Zaman aşımından düştü
Soruşturmada 2014’e kadar yine bir ilerleme olmadı ve savcılık zaman aşımı kararıyla ‘kovuşturmaya yer olmadığına’ karar verdi. Bu karara yapılan itiraz da 18 Şubat 2015’te reddedildi. Bunun ardından Ekinci ailesinin avukatı Ahmet Dağdeviren AYM’ye başvurdu.
İlginç süre hesabı
AYM 1’inci Bölümü’nün 29 Mayıs 2019 tarihli kararıyla başvuru reddedildi. AYM kararında bir soruşturmanın etkisizleştiğini öğrenen başvuru sahiplerinin durumun farkına vardıkları veya varmaları gerektiği andan itibaren süresi içinde (altı ay) bireysel başvuruda bulunmaları gerektiği belirtildi. Kararda, Ekinci ailesinin de AYM’nin 2010’daki Anayasa değişikliğine dayanarak bireysel başvuru kabul etmeye başladığı 23 Eylül 2012’den itibaren altı ay içinde başvuruda bulunmamaları nedeniyle başvurunun ‘süre aşımı yönünden reddedildiği’ belirtildi.
Kararda, AYM’nin yaşam hakkı ihlalini incelememesinin sorumluluğu da adeta başvurucu aileye yüklenerek şöyle denildi:
“Bu süre içinde bireysel başvuru yapılmayıp zaman aşımı süresinin dolması nedeniyle kovuşturmaya yer olmadığına dair karar verilmesinin beklenmesi halinde soruşturmaya konu olayın üzerinden geçen uzun zaman gerçeklerin ortaya çıkmasını zorlaştıracak ve neredeyse imkansız hale getirecektir. Böylesi bir durumda Anayasa Mahkemesi, devletin negatif ve pozitif yükümlülüklerine gerçekten uyup uymadığını inceleyemeyecek; yaşam hakkının usul boyutu yönünden yapacağı değerlendirmede yeniden yargılamaya karar veremeyecek ve şartları gerçekleştiğinde sadece ihlali tespit edip tazminata hükmedebilecektir. Oysa ölüm olayının sebep ve koşulları ile sorumluların tespitine imkan veren etkinlikte bir soruşturma yapılması ve gerektiği takdirde sorumluların caydırıcı bir ceza ile cezalandırılmaları için yeniden yargılamaya karar verilebilmesinin benzer yaşam hakkı ihlallerinin önlenmesinde oynadığı rolün önemi tartışmasızdır.”

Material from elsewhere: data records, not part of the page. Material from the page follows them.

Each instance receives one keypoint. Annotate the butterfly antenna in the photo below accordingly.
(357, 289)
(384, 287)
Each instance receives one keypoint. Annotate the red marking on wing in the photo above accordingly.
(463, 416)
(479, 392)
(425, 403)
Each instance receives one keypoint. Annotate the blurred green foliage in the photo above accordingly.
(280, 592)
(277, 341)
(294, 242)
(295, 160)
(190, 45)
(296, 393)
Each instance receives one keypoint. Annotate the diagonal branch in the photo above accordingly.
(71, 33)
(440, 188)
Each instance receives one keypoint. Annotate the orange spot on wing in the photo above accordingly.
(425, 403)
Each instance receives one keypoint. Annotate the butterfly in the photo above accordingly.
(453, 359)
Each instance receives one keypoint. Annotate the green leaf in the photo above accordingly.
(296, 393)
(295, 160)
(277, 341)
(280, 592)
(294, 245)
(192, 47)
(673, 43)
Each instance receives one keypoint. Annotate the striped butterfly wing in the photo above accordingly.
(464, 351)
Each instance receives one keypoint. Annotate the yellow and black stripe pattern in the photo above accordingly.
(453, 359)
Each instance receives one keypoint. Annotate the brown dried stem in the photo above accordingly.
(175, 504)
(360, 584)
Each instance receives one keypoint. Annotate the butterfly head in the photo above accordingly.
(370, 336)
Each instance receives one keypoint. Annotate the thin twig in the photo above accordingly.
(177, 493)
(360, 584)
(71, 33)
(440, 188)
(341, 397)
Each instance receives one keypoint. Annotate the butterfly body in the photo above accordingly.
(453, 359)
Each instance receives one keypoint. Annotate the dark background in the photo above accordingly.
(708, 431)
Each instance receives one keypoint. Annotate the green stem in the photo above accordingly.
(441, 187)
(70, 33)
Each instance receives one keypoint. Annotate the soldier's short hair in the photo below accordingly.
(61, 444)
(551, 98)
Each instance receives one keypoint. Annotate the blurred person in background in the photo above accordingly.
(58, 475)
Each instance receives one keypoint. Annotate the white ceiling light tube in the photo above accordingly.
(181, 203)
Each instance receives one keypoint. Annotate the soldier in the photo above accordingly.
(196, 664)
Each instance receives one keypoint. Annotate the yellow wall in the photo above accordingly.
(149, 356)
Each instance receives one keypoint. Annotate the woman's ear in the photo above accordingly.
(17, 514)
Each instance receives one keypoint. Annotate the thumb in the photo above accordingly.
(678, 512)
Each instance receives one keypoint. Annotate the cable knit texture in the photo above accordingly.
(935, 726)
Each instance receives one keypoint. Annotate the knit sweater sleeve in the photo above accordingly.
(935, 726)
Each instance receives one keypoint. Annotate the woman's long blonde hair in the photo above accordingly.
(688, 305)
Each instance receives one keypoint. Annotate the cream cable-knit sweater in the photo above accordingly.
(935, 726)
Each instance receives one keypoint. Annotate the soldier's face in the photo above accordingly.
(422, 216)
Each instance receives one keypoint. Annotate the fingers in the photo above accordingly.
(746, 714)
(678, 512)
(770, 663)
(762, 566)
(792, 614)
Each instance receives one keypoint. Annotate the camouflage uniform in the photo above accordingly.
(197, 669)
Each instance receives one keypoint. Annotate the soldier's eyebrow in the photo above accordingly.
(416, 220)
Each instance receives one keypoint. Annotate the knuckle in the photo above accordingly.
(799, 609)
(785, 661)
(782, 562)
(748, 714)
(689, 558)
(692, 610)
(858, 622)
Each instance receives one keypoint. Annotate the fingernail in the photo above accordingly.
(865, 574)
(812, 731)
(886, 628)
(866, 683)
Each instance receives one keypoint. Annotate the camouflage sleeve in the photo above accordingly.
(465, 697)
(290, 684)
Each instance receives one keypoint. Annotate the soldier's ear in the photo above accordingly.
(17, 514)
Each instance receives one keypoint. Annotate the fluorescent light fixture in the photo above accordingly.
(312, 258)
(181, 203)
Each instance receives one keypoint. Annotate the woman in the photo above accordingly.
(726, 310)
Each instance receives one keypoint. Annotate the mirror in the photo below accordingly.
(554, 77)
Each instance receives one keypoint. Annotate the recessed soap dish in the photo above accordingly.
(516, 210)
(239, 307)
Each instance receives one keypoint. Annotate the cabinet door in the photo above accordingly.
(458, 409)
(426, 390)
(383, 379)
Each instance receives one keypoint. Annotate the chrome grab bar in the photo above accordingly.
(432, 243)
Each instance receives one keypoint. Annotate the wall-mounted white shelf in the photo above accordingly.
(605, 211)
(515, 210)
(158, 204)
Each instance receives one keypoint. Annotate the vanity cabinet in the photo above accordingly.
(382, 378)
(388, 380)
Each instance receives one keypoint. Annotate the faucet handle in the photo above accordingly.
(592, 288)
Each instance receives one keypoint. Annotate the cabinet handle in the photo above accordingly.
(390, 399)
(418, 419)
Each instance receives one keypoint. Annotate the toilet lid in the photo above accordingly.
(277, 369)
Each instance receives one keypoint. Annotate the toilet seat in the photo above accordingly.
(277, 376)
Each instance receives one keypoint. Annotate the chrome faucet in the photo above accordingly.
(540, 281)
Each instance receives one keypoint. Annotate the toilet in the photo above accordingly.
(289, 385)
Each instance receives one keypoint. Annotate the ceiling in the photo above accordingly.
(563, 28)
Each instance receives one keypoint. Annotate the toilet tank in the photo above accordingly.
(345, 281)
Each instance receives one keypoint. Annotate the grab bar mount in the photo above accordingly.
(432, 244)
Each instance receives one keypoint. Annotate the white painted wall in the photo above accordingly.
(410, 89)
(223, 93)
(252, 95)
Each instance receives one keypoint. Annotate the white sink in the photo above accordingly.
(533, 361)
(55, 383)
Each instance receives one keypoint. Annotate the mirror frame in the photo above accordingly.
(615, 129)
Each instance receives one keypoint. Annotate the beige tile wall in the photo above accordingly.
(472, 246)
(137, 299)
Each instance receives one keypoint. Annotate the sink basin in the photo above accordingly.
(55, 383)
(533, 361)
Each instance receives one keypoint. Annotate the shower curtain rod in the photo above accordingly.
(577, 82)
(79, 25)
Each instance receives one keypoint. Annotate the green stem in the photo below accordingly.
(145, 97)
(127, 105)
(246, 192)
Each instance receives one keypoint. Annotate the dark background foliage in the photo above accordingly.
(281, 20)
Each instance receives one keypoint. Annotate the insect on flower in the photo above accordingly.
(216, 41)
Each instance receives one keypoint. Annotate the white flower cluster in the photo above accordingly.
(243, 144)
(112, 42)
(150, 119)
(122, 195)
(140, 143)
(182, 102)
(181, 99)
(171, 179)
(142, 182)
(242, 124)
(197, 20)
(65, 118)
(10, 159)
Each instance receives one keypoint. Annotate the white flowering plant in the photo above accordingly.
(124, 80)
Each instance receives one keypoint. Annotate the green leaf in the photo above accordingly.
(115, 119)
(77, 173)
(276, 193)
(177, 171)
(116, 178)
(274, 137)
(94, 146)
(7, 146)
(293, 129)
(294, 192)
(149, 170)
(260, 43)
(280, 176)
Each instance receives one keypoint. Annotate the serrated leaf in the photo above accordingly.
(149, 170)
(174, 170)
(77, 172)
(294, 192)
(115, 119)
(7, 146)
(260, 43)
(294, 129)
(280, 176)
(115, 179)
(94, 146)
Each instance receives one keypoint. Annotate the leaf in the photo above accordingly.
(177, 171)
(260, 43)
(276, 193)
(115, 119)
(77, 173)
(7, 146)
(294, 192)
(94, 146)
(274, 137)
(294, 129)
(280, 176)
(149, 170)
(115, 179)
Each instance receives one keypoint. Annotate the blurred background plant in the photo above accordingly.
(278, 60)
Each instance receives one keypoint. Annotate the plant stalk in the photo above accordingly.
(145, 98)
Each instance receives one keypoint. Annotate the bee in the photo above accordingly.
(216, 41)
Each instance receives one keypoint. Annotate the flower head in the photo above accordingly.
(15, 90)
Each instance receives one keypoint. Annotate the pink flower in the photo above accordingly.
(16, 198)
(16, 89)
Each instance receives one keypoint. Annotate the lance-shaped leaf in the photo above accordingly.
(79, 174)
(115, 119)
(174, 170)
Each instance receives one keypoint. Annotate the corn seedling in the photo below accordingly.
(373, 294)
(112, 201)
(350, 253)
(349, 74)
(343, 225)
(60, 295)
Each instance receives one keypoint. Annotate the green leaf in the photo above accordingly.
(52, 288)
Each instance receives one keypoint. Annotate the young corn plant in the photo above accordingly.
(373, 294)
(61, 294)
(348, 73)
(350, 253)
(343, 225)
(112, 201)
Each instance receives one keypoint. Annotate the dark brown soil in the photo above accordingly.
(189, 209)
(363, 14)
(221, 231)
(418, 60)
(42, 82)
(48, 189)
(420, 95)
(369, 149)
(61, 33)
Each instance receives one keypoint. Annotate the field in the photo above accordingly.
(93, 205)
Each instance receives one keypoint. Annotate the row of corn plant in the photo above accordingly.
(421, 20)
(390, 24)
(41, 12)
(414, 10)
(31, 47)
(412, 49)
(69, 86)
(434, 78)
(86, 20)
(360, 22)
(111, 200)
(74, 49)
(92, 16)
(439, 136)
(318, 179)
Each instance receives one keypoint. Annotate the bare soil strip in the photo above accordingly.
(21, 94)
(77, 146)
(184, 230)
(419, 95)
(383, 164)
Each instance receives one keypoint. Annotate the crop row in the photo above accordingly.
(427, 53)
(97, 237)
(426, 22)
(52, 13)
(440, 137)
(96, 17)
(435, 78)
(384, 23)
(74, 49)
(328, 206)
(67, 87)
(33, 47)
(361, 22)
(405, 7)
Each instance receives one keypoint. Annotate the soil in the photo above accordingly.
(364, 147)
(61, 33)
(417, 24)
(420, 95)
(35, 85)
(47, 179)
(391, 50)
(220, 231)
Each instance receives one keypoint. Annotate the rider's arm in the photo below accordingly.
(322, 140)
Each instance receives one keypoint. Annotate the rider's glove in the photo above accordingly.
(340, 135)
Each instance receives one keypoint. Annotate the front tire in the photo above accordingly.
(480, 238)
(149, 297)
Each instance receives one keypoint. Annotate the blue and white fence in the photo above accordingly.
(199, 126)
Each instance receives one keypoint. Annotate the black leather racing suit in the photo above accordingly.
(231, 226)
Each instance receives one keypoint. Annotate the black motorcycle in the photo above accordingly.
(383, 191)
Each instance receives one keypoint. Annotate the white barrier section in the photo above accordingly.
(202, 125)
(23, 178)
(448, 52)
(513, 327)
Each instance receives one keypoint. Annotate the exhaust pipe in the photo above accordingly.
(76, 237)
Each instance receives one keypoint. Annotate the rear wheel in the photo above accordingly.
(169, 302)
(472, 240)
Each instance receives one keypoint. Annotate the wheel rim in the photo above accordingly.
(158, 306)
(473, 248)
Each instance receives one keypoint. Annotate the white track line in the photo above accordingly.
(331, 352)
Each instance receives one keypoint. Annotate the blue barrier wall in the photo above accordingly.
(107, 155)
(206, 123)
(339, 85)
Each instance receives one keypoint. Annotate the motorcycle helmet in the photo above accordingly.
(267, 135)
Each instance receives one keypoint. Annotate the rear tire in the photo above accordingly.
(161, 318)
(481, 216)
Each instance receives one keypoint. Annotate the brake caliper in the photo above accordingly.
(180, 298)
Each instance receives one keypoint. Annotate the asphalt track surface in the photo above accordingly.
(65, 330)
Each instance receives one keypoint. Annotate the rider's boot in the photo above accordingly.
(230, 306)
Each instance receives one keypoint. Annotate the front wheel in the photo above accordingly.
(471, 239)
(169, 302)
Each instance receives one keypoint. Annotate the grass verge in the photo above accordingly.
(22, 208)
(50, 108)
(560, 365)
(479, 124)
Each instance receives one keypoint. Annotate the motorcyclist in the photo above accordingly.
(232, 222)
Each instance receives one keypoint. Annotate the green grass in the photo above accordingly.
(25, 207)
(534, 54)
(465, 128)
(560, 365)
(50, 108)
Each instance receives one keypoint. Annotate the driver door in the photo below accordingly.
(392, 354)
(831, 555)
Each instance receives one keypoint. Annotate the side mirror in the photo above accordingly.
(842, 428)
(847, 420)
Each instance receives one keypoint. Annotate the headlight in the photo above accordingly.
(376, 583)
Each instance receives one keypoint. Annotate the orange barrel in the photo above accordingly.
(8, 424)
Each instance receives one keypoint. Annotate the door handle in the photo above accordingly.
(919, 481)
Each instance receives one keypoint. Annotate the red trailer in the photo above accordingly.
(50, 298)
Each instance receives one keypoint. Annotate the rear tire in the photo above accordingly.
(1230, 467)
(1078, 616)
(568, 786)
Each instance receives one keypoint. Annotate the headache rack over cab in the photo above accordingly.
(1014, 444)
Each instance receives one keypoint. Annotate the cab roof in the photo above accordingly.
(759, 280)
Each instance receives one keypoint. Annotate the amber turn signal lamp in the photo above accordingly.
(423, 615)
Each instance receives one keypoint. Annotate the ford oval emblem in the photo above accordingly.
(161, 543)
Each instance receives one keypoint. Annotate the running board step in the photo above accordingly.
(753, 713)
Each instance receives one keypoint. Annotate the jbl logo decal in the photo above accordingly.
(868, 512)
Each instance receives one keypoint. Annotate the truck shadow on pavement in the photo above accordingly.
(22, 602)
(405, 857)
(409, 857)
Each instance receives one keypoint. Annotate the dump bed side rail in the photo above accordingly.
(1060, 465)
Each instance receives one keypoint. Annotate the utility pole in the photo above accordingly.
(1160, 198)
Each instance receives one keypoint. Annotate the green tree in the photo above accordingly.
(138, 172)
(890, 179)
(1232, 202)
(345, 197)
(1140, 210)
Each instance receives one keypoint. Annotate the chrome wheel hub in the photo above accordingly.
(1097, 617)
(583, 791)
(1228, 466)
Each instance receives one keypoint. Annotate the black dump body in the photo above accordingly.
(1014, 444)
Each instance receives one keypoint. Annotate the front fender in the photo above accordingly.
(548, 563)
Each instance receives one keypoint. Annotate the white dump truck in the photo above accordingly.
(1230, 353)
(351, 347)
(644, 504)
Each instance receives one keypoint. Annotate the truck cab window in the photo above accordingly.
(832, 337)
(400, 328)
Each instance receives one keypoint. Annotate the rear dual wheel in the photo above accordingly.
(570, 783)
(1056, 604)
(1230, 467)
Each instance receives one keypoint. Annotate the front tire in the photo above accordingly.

Hükmün denetlenmesini mağdur isteyemez
AYM, ayrıca, Ekinci ailesinin ‘soruşturma sonucunda kamu davası açılmayarak kovuşturmaya yer olmadığı kararı verilmemesi nedeniyle dosyayı bir üst derece mahkemeye götürme haklarından yoksun kaldıklarını belirterek hükmün denetlenmesini talep etme haklarının ihlal edildiği’ iddiasını da reddetti.
Gerekçede suç isnadına bağlı yargılamalarda mahkumiyet veya ceza hükmünün denetlenmesinin sadece aleyhine hüküm verilen kişi tarafından talep edilebildiği, mağdur, katılan veya suçtan zarar gören gibi suç isnadı altında bulunmayan kişilerin hükmün denetlenmesini talep etme hakkı bulunmadığı belirtildi.